WHY IS A SOLSTICE SO IMPORTANT?
Today, we mistakenly believe in our dominion over nature. But this confidence is a very new phenomenon. The great stone monuments that survive to this day bear testament to a deep anxiety in the relationship of man to his environment and provides proof that humanity did not take its existence so much for granted.
Predicting the winter solstice was of great importance. Why? Because our ancestors saw the nights of winter lengthening and, as precious daytime dwindled, so was lost the light and warmth to grow food. What if this process was irreversible so the sun disappeared forever? Rather than be helpless victims of their fate, people would take matters into their own hands by making sacrifices of precious food, possibly even human life, to propitiate their gods. But timing is everything, hence having the mechanism to predict the dates of solstice was critical; although Stonehenge was aligned with the summer solstice, many other sites were constructed to divine the shortest day. On the winter solstice all effort was expended to ensure the next day would be slightly longer, turning the tide of creeping darkness.
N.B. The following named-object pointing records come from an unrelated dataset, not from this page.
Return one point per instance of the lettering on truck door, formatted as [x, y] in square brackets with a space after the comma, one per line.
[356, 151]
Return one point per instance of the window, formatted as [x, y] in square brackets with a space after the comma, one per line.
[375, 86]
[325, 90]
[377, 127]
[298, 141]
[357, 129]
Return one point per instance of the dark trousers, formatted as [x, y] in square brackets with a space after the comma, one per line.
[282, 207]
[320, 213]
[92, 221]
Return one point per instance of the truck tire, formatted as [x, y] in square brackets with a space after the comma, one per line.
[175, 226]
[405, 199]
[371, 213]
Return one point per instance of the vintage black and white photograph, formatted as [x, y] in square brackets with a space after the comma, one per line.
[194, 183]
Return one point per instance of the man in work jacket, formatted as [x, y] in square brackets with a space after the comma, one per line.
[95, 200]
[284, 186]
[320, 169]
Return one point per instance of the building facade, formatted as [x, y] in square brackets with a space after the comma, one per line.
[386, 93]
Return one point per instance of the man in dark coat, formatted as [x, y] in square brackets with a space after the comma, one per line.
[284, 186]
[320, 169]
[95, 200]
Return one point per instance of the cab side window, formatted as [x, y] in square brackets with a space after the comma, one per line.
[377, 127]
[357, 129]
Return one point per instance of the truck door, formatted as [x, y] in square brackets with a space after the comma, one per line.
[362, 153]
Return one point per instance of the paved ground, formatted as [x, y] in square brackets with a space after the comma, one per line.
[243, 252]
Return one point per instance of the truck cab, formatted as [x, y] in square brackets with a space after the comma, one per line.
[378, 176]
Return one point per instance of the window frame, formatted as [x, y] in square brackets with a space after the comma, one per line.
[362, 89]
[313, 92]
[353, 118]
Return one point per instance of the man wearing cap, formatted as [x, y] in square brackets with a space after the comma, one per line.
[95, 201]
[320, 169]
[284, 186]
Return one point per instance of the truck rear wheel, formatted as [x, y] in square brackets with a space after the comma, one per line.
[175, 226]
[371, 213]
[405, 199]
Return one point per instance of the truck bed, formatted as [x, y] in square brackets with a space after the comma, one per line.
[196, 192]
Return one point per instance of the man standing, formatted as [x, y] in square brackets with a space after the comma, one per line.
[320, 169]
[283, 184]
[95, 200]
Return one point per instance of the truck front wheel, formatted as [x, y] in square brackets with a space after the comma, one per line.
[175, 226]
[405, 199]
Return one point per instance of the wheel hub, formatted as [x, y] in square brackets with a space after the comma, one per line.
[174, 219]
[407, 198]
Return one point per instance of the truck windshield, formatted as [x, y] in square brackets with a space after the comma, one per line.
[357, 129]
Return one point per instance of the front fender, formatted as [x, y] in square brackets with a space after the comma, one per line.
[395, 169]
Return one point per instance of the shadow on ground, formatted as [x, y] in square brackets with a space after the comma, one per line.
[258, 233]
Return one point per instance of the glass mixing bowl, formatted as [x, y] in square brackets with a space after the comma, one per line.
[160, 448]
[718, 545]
The tribes of Britain that came later, whether ‘Celtic’ or Anglo-Saxon, were no different in recognising the significance of the solstice. The British celebrated them as fire festivals and the Germanic settlers brought their own geol (yule) and middsumer or litha celebrations. Deep into the middle ages people lit bonnefyres or good fires of ‘clean’ wood on midsummer eve and burnt the yule log to mark midwinter.
Maybe it is hubris that climate change and dire weather now reminds us that perhaps our ancestors had humanity’s place correctly entered in the scheme of things, all along? Or do we have to discover the importance of the solstice as a way of regaining humility in front of the created world?